Cynthia Beall is the leading scientist in the study of high-altitude adaptation in humans, particularly in places where there is little air to breathe. Among the Tibetans the first thing that she discovered was that they could live at high levels without having high hemoglobin concentrations or large chests, they had high birth-weighted babies, and no complications of mountain sickness. Unlike most humans who migrate to high altitude, the Tibetans do not exhibit the elevated haemoglobin concentrations to cope up with oxygen deficiency, but they inhale more air with each breath and breathe more rapidly, and retain this unusual breathing and elevated lung-capacity throughout their lifetime. Their high levels (mostly double) of nitric oxide in the blood increase their blood vessels to dilate for enhanced blood circulation. An astonishing discovery of Beall is the convergent evolution in humans from her studies on other highlanders such as the Amhara in the high-plateau regions of northwest Ethiopia, the Omro people in the southwest Ethiopia, and the Aymara of the American Andes. She found that these groups had adapted to low oxygen environment very differently from the Tibetans. Physiological conditions such as resting ventilation, hypoxic ventilatory response, oxygen saturation, and haemoglobin concentration are significantly different between the Tibetans and the Aymaras. The Amharans exhibit elevated haemoglobin levels, like Andeans and lowlander peoples at high altitudes, while the Andeans have increased haemoglobin level like normal people in the highlands. All these observations show that different people adapted to high altitude in different genetic and physiological responses.

==Awards and honors==
- Elected Fellow, American Academy of Arts and Sciences in 2013
- John Simon Guggenheim Fellowship in 2011
- Franz Boas Distinguished Achievement Award in 2009 from Human Biology Association
- Elected Member, American Philosophical Society in 2001
- Elected Fellow, American Association for the Advancement of Science in 1997
- Elected Member, National Academy of Sciences, USA in 1996

==Selected works==
- Changing pattern of Tibetan nomadic pastoralism (2002) (with Melvyn C. Goldstein). In: The Human Biology of Pastoral Populations. Cambridge University Press. ISBN 9780521780162
- The Human Biology of High Altitude Peoples (2001) (with Melvyn C. Goldstein). Cambridge University Press. ISBN 0521560144
- The Changing World of Mongolia's Nomads (1994) (with Melvyn C. Goldstein). University of California Press. ISBN 9780520085510
- Nomads of Western Tibet: The Survival of a Way of Life (1990) (with Melvyn C. Goldstein). University of California Press. ISBN 9780520072114
- "Quantitative genetic analysis of arterial oxygen saturation in Tibetan highlanders": In: Human Biology (2005)

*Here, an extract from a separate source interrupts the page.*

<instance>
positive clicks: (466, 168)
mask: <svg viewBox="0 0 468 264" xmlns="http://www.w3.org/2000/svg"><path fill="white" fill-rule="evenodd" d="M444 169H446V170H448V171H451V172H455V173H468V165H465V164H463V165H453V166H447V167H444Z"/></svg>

- The Biology and Health of Andean Migrants, A Case Study in South Coastal Peru (1982) (with T. Paul). Mountain Research & Development. ASIN B004V2WYA2
- Contemporary Patterns of Migration in the Central Andes (1982). Mountain Research & Development. ASIN B004V2ZJE0
- Journal of Cross – Cultural Gerontology Vols. 1-4 (1988). Kluwer Academic Publishers. ASIN B0017YWJQ6
- "Changing patterns of Tibetan nomadic pastoralism." (with Melvyn C. Goldstein) In: Human Biology of Pastoral Populations, Leonard and Crawford (eds.). Cambridge University Press, pp. 131–150.